Your exports use the cdecl
calling convention, not stdcall
, so you need to use CDLL
instead of WinDLL
.
test.cpp:
#include <iostream>
#include <string>
using namespace std;
class A {
string name;
public:
A(const string& name) {
this->name = name;
cout << name << ": signing on" << endl;
}
~A() {
cout << name << ": signing off" << endl;
}
void someFunc() {
cout << name << ": calling someFunc" << endl;
}
};
extern "C" {
__declspec(dllexport) A *A_new(const char *name) {
return new A(string(name));
}
__declspec(dllexport) void A_someFunc(A *obj) {
obj->someFunc();
}
__declspec(dllexport) void A_destruct(A *obj) {
delete obj;
}
}
test.py:
import ctypes
lib = ctypes.CDLL('test.dll')
def opaque_ptr(name):
cls = type(name, (ctypes.Structure,), {})

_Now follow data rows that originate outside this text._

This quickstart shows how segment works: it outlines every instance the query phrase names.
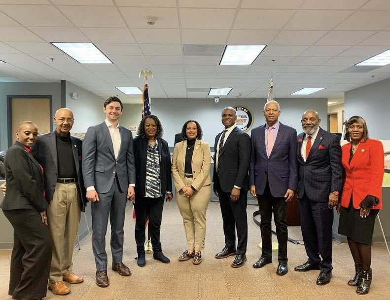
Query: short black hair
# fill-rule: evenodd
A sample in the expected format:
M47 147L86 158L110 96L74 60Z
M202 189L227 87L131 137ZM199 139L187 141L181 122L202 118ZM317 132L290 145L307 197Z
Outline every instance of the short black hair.
M348 142L351 142L351 136L348 132L348 128L353 124L361 122L363 124L363 136L362 138L365 142L368 139L368 128L367 128L367 123L365 120L359 115L354 115L351 117L345 124L345 139Z
M107 100L104 102L103 106L105 108L106 108L106 107L111 102L119 102L119 104L120 104L120 110L122 111L123 110L123 105L122 104L122 101L120 101L119 98L115 96L111 96L111 97L109 97L108 98L107 98Z
M138 132L137 132L137 134L142 138L145 136L145 122L148 118L150 118L154 120L154 121L156 122L156 125L157 125L157 128L156 130L155 138L158 139L162 137L163 126L161 125L161 122L160 122L160 120L158 119L157 116L154 115L154 114L147 115L141 120L140 125L138 126Z
M187 125L188 125L188 123L195 123L196 124L196 129L198 131L198 134L196 135L196 138L198 140L202 140L202 136L203 135L203 132L202 131L202 127L200 127L200 125L199 123L198 123L196 121L194 121L193 120L188 120L184 123L184 124L183 125L183 128L181 129L181 137L184 139L184 140L187 139L187 135L185 134L185 131L187 129Z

return ctypes.POINTER(cls)
class A(object):
_A = opaque_ptr('CPP_A')
lib.A_new.restype = _A
lib.A_new.argtypes = ctypes.c_char_p,
lib.A_destruct.argtypes = _A,
lib.A_someFunc.argtypes = _A,
def __init__(self, name, func=lib.A_new):
self._obj = func(name.encode('ascii'))
def __del__(self):
self.destruct()
def __enter__(self):
return self
def __exit__(self, exc_type, exc_value, traceback):
self.destruct()
def destruct(self, func=lib.A_destruct):
if self._obj:
func(self._obj)
self._obj = None
def some_func(self, func=lib.A_someFunc):
if not self._obj:
raise RuntimeError
func(self._obj)
with A('test') as a:
a.some_func()
Output:
test: signing on
test: calling someFunc
test: signing off
FYI, WinDLL
is a subclass of CDLL
. The only change is that it sets _FUNCFLAG_STDCALL
in the flags of the function pointers that it creates instead of _FUNCFLAG_CDECL
.
cdll
and windll
are LibraryLoader
instances. These are more useful in Windows, which automatically supplies the .dll extension. For example, you can use cdll.test.A_new
. When used like this, cdll
caches the loaded CDLL
instance, which in turn caches function pointers.

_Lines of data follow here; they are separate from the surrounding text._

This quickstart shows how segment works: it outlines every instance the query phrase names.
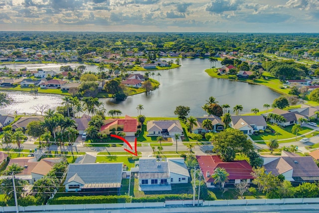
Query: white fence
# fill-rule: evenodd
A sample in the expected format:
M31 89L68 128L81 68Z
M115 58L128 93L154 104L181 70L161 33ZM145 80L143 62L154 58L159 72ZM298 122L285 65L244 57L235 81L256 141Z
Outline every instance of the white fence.
M269 204L318 204L318 198L286 198L283 199L224 200L219 201L199 201L202 206L232 205L262 205ZM197 206L197 201L195 201ZM192 205L192 200L167 201L159 203L131 203L126 204L78 204L64 205L45 205L19 207L19 212L68 211L77 210L106 210L114 209L164 208L172 205ZM1 207L0 212L15 212L15 207Z

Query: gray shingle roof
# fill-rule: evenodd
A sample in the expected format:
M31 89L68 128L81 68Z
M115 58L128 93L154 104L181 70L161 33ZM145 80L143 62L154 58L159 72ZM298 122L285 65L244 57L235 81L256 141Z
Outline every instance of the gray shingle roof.
M122 163L69 164L64 185L72 181L78 181L85 185L87 185L87 188L92 187L92 184L97 184L95 186L100 186L100 188L119 188L122 182L123 164Z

Due to the above caching, avoid using the global loader instances when creating a library. Your argtypes
, restype
, and errcheck
definitions on function pointers may conflict with other libraries. Instead use CDLL
or a private loader such as cdll = LibraryLoader(CDLL)
.
Also, cdll.LoadLibrary
returns an non-cached instance of CDLL
. There's no reason to ever call it in place of using CDLL
directly.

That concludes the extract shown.